Well, there's a definite learning curve. It's not quite as intuitive as pbwiki,(for example, it took me a while to figure out how to see my list of pages so I could delete them), and when I was trying to look at the list of "insert" items on my main page, it kept choosing random items, inserting them, then closing. Grrrr...

Nevertheless, I managed to put together the 4 pages with only one false start and only have to read the help links once or twice (when all else fails....) And I do LOVE how it all works together.

The students will be doing some photography projects, and I think I'll include a running slide show of their images with Picasa.

Now I just need to think of ways to use this in the library--aside from just pathfinders

Convert Files, Download videos--free! is a free online tool that will convert files (images, documents, video) from one format to another and email you the result. You can even send them the URL to a video, and they'll email you the downloaded video.

It will be interesting too see what copyright issues crop up with that one.

Tuesday, October 7, 2008

Google Educator Video

Here's the video for my Google Teacher Academy application. It's supposed to be a one minute video on the topic of Innovative teaching OR Motivation and Learning. You'll notice I combined the three. Are they really separable?

Uploading it really made the voice sound weird--not sure where that tinny sound is coming from!

BTW, if you're in the New York City area, the closing date for applications is October 10.

Sunday, October 5, 2008

Google Celebrates

In honor of its 10th birthday, Google released its search engine a la 2001 (the oldest available.) This would be a fun information literacy exercise for students: search the current browser and compare with the historical browser.
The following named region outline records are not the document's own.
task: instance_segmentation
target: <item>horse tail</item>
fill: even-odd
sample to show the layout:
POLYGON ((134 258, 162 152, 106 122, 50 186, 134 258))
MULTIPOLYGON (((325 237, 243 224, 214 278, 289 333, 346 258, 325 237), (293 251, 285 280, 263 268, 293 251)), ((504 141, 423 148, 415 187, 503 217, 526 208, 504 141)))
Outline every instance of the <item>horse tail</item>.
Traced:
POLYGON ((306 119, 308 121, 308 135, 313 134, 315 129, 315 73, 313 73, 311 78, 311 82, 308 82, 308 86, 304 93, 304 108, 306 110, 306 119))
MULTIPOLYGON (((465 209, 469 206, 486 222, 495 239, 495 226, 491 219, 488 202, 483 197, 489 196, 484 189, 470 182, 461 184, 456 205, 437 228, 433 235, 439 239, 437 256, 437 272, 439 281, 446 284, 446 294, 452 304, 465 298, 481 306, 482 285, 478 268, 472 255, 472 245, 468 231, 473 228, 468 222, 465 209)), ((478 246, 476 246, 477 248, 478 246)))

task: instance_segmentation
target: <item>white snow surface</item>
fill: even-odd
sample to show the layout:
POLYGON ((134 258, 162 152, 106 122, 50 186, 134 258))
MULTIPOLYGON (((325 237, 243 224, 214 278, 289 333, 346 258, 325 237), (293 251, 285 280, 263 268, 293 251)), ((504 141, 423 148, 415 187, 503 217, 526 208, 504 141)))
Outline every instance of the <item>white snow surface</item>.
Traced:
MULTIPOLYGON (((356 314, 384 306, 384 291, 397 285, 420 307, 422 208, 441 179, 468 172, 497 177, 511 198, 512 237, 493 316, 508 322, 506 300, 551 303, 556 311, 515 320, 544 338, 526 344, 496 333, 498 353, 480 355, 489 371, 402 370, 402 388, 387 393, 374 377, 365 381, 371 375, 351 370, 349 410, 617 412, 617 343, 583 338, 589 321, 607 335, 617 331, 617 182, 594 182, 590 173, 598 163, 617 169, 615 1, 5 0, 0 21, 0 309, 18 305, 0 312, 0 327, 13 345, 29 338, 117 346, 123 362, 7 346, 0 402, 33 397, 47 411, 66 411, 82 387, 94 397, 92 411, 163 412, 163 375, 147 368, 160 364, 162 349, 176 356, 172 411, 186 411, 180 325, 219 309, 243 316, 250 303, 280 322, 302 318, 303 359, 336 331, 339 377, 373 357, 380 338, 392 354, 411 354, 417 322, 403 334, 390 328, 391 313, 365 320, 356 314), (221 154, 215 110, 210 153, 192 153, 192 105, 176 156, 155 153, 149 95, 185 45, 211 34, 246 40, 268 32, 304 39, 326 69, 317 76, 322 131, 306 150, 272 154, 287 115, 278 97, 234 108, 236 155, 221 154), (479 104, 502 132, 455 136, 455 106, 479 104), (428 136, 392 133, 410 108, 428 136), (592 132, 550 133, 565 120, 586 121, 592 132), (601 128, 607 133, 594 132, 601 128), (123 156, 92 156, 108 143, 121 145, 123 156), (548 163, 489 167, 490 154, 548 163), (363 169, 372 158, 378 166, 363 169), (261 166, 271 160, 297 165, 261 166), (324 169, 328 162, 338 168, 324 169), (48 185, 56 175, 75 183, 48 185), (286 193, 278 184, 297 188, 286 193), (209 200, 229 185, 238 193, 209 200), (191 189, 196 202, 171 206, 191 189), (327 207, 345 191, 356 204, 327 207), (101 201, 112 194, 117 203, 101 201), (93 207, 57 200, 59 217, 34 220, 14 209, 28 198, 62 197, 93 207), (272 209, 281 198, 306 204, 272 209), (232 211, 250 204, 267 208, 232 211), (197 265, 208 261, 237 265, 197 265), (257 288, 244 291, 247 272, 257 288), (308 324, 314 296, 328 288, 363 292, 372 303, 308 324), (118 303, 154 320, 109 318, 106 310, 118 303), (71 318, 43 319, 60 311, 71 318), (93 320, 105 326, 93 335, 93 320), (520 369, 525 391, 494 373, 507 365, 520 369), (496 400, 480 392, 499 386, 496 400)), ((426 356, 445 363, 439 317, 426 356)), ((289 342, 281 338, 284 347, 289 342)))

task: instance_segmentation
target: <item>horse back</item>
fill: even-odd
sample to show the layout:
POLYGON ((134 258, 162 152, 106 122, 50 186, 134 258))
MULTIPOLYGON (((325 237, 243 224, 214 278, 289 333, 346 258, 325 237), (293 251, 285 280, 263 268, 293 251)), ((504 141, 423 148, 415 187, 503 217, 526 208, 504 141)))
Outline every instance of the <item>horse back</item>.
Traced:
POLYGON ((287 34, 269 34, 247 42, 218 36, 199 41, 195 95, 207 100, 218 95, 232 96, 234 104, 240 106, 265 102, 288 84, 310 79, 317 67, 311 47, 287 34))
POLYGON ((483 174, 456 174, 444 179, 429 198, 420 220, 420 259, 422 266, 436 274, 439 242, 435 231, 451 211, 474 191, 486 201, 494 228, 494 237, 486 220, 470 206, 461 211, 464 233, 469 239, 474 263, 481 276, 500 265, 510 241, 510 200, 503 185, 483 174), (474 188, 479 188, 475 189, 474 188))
How do results differ? How do the websites and what's now available differ?

Thursday, October 2, 2008

See the World Through Different Lenses

I think I've blogged before about loving maps. Well, check this out. But I warn you, you'll spend all afternoon here!

Worldmapper created a series of maps, with the different countries re-sized according to different areas of interest. For example, the map below resizes the countries based on the amount each country spends on secondary education. (What's up with Canada?)

The site currently includes around 600 maps, on categories ranging from housing to religion to food to violence. What a fantastic way to make the statistics visual for students.

Create a Survey in Google Docs

It's been a while since I've been in Google Docs, and Tim Sinnott, our computer teacher showed me a new app today. Aside from the usual text document, spreadsheet, etc. You can now create simple forms.

Open Google Docs>New. Click on Form.

This will open a blank template where you can add questions in different formats: Text, multiple choice, checkboxes, or scale (e.g. rate from 1-5). You can also make specific questions required.

Save and publish, and you generate a URL to share/invite. As with other Google apps, you can add people as just viewers or as editors/collaborators. Better yet, as people take the survey/quiz, the results are shared to a spreadsheet in your Google Docs folder, from which you can analyze data, create charts, etc.

This would be a great tool for students analyzing survey results in science or math (or any other class). Teachers could use it as a class evaluation tool.

The one drawback so far is that we can't see any way to password-protect the form. It's open to anyone who can find it, which could skew results. It's also impossible to tell who is answering, so it couldn't be used as an online quiz for class.